Tag Archives: ethnostate; repatriation

Getting Real About Repatriation: Creation of the British Ethnostate

Back in the 1970s, a slogan sometimes heard was “if they’re black, send them back!”, a reference to the removal from the UK of what might be called “the blacks and browns” who had come to the UK in increasing numbers since 1945. Indeed, the 1970s (the time perhaps most significant in my own initial political development) was the halfway point between the almost entirely white Britain of my childhood (I was born in 1956) and the Britain largely composed of non-whites which emerged in the 1980s and has carried on in ever-intensifying form to the present day.

The slogan of course referred to repatriation, a policy of groups and parties such as the National Front, and a policy which, at that time, was quite feasible, because most of the “blacks and browns” (etc) had been born outside the UK and still held their original citizenship. Increasingly, this has ceased to be the case, as the “ethnic minorities” have continued to breed prolifically within UK borders. The policy of repatriation thus became unfeasible, because the states from which the ancestors had travelled to the UK would be unwilling to accept large (in some cases huge) numbers of persons whose only connection with that state might be a grandparent or great-grand-parent.

The point is not only that a social-national government would have found it hard to implement a repatriation policy logistically, but that (real) British people found it hard to take seriously political parties which had repatriation as a major plank of policy.

The above is even more true today, when, for example, London is majority non-British and arguably majority non-white. Surveys usually give statistics only for “persons born outside the UK”, or “born to mothers born outside the UK”, whereas an ever-increasing number of persons of foreign origin (including non-whites) are born in the UK. One can see that, down the line, London could have the vast majority of its population non-white and yet the statistics might still paint a less stark (and less true) picture, because those hordes will have been born in the UK and to parents also born in the UK.

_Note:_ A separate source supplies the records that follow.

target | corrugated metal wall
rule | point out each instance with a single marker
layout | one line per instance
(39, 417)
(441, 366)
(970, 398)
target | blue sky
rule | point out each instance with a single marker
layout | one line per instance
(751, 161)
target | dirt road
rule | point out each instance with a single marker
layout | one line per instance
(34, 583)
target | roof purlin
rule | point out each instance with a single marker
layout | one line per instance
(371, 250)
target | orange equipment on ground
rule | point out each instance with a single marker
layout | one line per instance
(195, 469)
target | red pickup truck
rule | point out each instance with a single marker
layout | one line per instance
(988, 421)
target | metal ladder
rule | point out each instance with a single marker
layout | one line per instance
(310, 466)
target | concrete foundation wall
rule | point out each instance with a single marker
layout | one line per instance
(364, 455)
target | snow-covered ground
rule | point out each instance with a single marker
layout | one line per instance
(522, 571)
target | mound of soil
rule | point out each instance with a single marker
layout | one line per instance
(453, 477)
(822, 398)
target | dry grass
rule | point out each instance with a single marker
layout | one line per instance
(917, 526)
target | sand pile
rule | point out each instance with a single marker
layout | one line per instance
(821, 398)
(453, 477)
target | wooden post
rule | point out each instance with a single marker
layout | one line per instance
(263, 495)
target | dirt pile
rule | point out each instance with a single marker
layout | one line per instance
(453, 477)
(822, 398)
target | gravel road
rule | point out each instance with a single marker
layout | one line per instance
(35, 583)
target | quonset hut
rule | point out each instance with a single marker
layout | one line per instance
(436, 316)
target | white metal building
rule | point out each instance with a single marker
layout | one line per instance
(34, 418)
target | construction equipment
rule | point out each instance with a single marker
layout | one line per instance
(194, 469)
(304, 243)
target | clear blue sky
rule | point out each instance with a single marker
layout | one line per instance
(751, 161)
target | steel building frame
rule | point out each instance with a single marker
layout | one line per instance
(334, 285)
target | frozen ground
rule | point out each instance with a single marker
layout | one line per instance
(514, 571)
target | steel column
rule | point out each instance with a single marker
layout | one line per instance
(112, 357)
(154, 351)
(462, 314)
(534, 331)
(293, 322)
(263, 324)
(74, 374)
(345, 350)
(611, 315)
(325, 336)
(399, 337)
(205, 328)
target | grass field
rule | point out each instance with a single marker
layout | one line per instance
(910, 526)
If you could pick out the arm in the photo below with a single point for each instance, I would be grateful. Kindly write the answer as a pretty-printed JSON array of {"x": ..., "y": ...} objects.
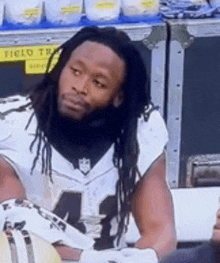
[
  {"x": 152, "y": 208},
  {"x": 10, "y": 185},
  {"x": 12, "y": 188}
]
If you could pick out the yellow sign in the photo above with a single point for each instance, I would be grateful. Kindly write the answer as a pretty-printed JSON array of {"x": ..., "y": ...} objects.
[
  {"x": 148, "y": 4},
  {"x": 31, "y": 12},
  {"x": 108, "y": 5},
  {"x": 35, "y": 57},
  {"x": 70, "y": 9}
]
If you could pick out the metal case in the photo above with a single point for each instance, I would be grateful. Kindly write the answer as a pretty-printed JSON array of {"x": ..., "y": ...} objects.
[
  {"x": 193, "y": 109},
  {"x": 150, "y": 39}
]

It is increasingly hard to see any political, that is electoral, success for social nationalism in British urban areas, because a high proportion, perhaps a majority, of voters are non-white. The only alternative scenario might be one of civil war in which the whites defeat the non-whites. That is a doubtful proposition both in its premise and in its outcome, at least in the cities.

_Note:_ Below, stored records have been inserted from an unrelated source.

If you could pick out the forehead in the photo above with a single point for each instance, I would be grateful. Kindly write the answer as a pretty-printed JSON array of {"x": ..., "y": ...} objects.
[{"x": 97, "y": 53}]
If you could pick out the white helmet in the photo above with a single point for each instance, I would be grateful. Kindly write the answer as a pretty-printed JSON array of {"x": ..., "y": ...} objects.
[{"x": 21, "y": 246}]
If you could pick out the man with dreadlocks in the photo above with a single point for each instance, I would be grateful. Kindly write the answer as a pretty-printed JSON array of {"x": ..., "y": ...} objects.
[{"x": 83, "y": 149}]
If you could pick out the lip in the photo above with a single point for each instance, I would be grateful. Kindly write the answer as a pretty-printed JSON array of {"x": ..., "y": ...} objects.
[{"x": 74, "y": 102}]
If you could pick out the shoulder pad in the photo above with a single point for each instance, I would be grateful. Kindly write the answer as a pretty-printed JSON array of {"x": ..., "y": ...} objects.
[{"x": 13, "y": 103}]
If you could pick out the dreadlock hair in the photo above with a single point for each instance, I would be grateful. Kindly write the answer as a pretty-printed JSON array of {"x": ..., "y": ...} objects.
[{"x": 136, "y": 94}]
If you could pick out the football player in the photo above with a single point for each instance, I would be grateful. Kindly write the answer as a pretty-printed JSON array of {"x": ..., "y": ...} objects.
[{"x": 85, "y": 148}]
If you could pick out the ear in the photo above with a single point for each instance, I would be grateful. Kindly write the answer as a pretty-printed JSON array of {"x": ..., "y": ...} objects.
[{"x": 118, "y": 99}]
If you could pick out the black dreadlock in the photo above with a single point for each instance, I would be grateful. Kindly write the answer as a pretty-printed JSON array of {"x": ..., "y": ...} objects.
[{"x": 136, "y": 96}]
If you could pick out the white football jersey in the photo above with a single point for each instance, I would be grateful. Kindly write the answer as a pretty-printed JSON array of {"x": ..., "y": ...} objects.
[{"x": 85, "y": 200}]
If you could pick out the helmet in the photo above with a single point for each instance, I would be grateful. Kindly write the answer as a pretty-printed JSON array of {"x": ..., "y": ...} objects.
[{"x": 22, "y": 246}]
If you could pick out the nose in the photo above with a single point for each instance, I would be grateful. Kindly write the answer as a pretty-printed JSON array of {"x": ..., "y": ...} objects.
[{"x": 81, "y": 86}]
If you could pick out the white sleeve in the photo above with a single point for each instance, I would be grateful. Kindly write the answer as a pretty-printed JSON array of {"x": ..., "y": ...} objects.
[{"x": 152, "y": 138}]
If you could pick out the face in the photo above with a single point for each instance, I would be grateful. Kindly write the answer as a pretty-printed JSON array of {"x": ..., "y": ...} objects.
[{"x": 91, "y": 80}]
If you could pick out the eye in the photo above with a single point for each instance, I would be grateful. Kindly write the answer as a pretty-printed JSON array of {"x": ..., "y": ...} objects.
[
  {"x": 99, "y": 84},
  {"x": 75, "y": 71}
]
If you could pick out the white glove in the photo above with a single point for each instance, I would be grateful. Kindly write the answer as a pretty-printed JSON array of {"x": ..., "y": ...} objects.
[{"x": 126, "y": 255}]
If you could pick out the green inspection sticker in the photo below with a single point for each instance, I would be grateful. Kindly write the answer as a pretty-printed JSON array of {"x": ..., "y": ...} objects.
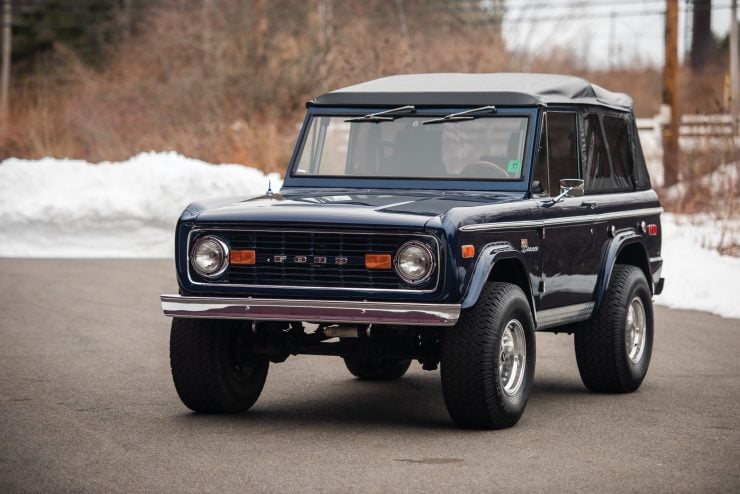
[{"x": 515, "y": 166}]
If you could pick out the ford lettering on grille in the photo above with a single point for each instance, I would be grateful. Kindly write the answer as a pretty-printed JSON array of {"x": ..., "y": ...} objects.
[{"x": 314, "y": 259}]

We do not know what might happen in the future to make some form of resettlement of non-whites in Africa or Asia a possibility. It may be that that becomes a feasible policy for a social national government. At the present it cannot be a policy put before the public unless at least the broad outlines of the way to the outcome are drawn.

For the moment, the way forward is for social nationalists to cluster in safe zones, or areas of relative ethno-cultural purity, to create a germinal ethnostate there; then, later, to attempt a takeover of the general UK society.